Lloyd Chapman, president and founder of the Microcomputer Industry Supplier Association in Novato, is concerned about the handling of customer information.
He believes that "customers' names, addresses, phone numbers, specific contact information, what they buy, when they buy it and what they pay for it would clearly be considered trade secret and proprietary information."
HP denies any wrongdoing.
Gilroy, the HP vice president, stressed that a fire wall exists between the reseller and direct-sales units. "The data that is reported by our partners is not shared with our direct organizations."
He also said that HP's direct-marketing teams buy customer data in the open market, noting there are other ways for the company to get the same data that its partners consider proprietary.
Gilroy said the tech giant also has a program for partners in which HP identifies customers in specific markets that it hopes will buy directly from HP. That way, HP's partners will have a clear idea of where they and HP may be competing for the same customers.
Gilroy said most of HP's partners are satisfied with the program. "The feedback has been just fantastic," he said.
Geoffrey Lilien, president of Lilien Systems, an HP dealer in Mill Valley, said he is content with the direction of HP's sales programs for its partners. The merger helped expand the line of HP products, including new data storage systems and servers dealers could offer to customers, "which strengthens our position and strengthens HP's position," he said.

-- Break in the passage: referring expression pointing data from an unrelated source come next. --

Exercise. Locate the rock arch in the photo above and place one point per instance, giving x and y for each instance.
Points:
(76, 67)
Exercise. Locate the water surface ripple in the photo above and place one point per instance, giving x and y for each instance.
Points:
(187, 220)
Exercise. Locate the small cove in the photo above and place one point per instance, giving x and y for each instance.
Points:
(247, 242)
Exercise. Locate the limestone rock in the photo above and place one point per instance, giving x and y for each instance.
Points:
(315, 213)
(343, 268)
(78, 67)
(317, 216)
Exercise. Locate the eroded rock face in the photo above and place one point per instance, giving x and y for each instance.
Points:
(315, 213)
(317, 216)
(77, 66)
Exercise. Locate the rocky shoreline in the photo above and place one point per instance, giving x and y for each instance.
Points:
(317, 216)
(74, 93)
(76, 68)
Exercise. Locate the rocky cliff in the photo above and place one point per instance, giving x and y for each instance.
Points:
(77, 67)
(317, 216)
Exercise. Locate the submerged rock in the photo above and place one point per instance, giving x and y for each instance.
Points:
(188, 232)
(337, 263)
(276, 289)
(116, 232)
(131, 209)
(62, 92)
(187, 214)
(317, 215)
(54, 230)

"I have generally been pretty happy with what's going on," said Lilien, who has been selling HP products for 12 years. "I have a lot of faith in that company. They really are a good partner."
Steve Wangard, president of Vanguard Computers in Wisconsin, also praised HP, saying it helps promote his firm to customers.

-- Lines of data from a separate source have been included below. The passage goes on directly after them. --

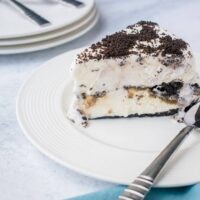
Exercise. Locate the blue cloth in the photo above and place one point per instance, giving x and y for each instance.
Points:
(182, 193)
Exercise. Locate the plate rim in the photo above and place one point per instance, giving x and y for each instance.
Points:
(63, 163)
(32, 47)
(49, 35)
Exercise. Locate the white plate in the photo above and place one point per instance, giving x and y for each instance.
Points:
(115, 150)
(49, 35)
(24, 48)
(17, 25)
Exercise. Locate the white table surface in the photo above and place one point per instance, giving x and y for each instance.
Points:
(24, 172)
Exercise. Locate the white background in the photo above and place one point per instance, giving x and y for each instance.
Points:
(24, 172)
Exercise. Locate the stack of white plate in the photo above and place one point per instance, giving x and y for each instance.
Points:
(18, 34)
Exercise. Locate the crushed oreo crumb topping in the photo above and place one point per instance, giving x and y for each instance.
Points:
(141, 39)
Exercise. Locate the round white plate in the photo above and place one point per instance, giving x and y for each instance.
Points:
(49, 35)
(115, 150)
(17, 25)
(24, 48)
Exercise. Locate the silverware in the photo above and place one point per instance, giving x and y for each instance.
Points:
(75, 3)
(28, 12)
(140, 187)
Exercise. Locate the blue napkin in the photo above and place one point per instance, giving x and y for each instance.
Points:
(182, 193)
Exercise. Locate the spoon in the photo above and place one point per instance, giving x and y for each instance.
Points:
(141, 186)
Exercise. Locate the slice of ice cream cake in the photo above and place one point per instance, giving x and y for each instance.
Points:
(140, 71)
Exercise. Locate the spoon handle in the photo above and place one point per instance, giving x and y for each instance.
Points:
(139, 188)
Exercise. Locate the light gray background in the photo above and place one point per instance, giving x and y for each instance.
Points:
(24, 172)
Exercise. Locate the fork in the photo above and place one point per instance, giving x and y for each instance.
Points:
(29, 13)
(139, 188)
(75, 3)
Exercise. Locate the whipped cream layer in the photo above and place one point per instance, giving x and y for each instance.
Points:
(140, 71)
(93, 71)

"They've been very progressive in their interaction with me," said Wangard, whose company has been an HP dealer for more than 15 years.

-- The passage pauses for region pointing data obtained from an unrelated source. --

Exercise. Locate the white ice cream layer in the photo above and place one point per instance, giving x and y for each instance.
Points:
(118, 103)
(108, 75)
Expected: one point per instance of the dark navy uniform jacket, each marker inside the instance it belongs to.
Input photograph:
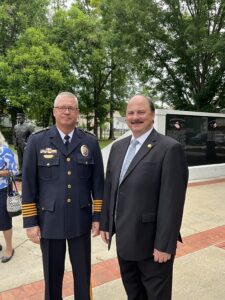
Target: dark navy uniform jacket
(62, 189)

Other resellers feel differently.
Cammy Ticknor, owner of Computer Cite, an HP partner in Vacaville, said business has gone down ever since HP began its big push in direct sales.
"Customers say, 'I can get this direct from HP cheaper,' " said Ticknor, whose company has four employees. "So I have to negotiate, and sometimes I don't make money."
Chapman's association, which has about 1,000 members, filed a complaint with the FTC late last year. Chapman said he wants the federal agency to make HP stop using members' proprietary information.
An FTC spokesman said the agency does not comment on pending complaints.
Asked if his group plans to file a lawsuit, Chapman would only say it is "exploring what legal remedies would be available to us to protect our trade- secret and proprietary information."
Gilroy stressed that HP's goal is to have a blended model that includes both direct sales and partners.
Crawford del Prete, an analyst with International Data Corp., said that strategy makes sense, but it won't be easy to implement.
"Not everyone can be happy in this situation," said Del Prete, who does not own HP stock. "At the end of the day, this is absolutely a balancing act."